Clonage embryonnaire : La Grande-Bretagne se libère du tabou
26 août 2004, Le Quotidien du Médecin
L’autorité de régulation de la bioéthique britannique vient de permettre à une équipe de biologistes de réaliser le clonage d’embryons humains à des fins thérapeutiques.
LA GRANDE-BRETAGNE a décidé de braver le tabou du clonage en autorisant officiellement une équipe de biologistes de l’université de Newcastle à créer des embryons humains à des fins exclusivement thérapeutiques.
La Haute Autorité britannique chargée des activités d’assistance médicale à la procréation et à la recherche en embryologie (Hfea) a donné son feu vert au groupe spécialisé dans les recherches sur les cellules souches embryonnaires dirigé par le Dr Miodrag Stjokovic. Elle a appliqué une loi votée en février 2002 qui, pour la première fois dans le monde, autorisait la création, par clonage, d’embryons humains à des fins thérapeutiques, tout en criminalisant la pratique du clonage reproductif.
La loi britannique précise que les embryons clonés doivent être détruits au-delà d’un délai de 14 jours. Depuis 2002, aucune demande n’avait été faite, jusqu’à celle déposée en juin dernier par les chercheurs de Newcastle. Ces biologistes, qui mènent des recherches sur l’amélioration des traitements actuels du diabète, espèrent obtenir la différenciation des cellules souches en cellules productrices d’insuline pouvant ensuite être greffées chez des malades.
Si le clonage à but thérapeutique peut conduire, à l’avenir, vers des voies de guérison, il flirte toutefois avec une pratique à risque qui reste aujourd’hui, jusqu’à preuve du contraire, un fantasme : la reproduction d’êtres humains. La technique est semblable, les objectifs opposés.

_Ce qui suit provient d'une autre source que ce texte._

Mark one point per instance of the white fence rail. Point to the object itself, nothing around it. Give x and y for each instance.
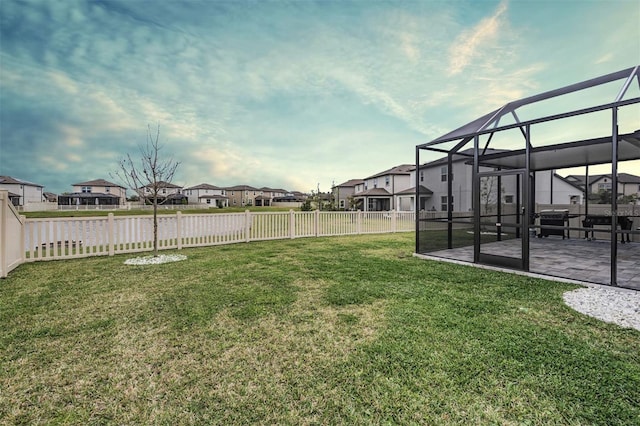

Le clonage consiste à prélever le noyau d’une cellule somatique adulte (par exemple, une cellule de la peau, de la glande mammaire, du foie) et à l’injecter dans un ovocyte préalablement vidé de son noyau. On réalise ensuite la fusion des deux cellules (la cellule somatique et l’ovocyte) en appliquant un champ électrique pour obtenir la formation d’un embryon qui commencera à se développer. Dans le cas du clonage thérapeutique, on laisse le blastocyte obtenu se développer en éprouvette jusqu’à l’âge de 8 jours environ. On prélève alors la masse cellulaire interne de cet embryon, ce qui le détruit. Les cellules prélevées sont mises en culture afin d’obtenir des cellules souches embryonnaires. Totipotentes, ces cellules souches peuvent se différencier en cellules de nombreux tissus. Dans le cas du clonage reproductif, on réimplante le blastocyte dans l’utérus de la mère porteuse.
En France, la décision d’autoriser le clonage à but thérapeutique a finalement été écartée lors de la révision, en juillet dernier, de la loi bioéthique. Sous la pression des scientifiques, la recherche sur les embryons humains congelés surnuméraires (issus de la procréation médicalement assistée et ne faisant plus l’objet d’un projet parental) a toutefois été autorisée pendant cinq ans à titre ” dérogatoire “. Le ministre de la Santé, Philippe Douste-Blazy, a rappelé, à cette occasion, son ” engagement personnel dans la lutte contre toute forme de clonage à but reproductif ” et a réitéré sa demande ” de voir l’ensemble de la communauté internationale s’inscrire formellement contre le clonage à but reproductif en le distinguant bien du clonage à but thérapeutique dans le cadre de la recherche médicale “.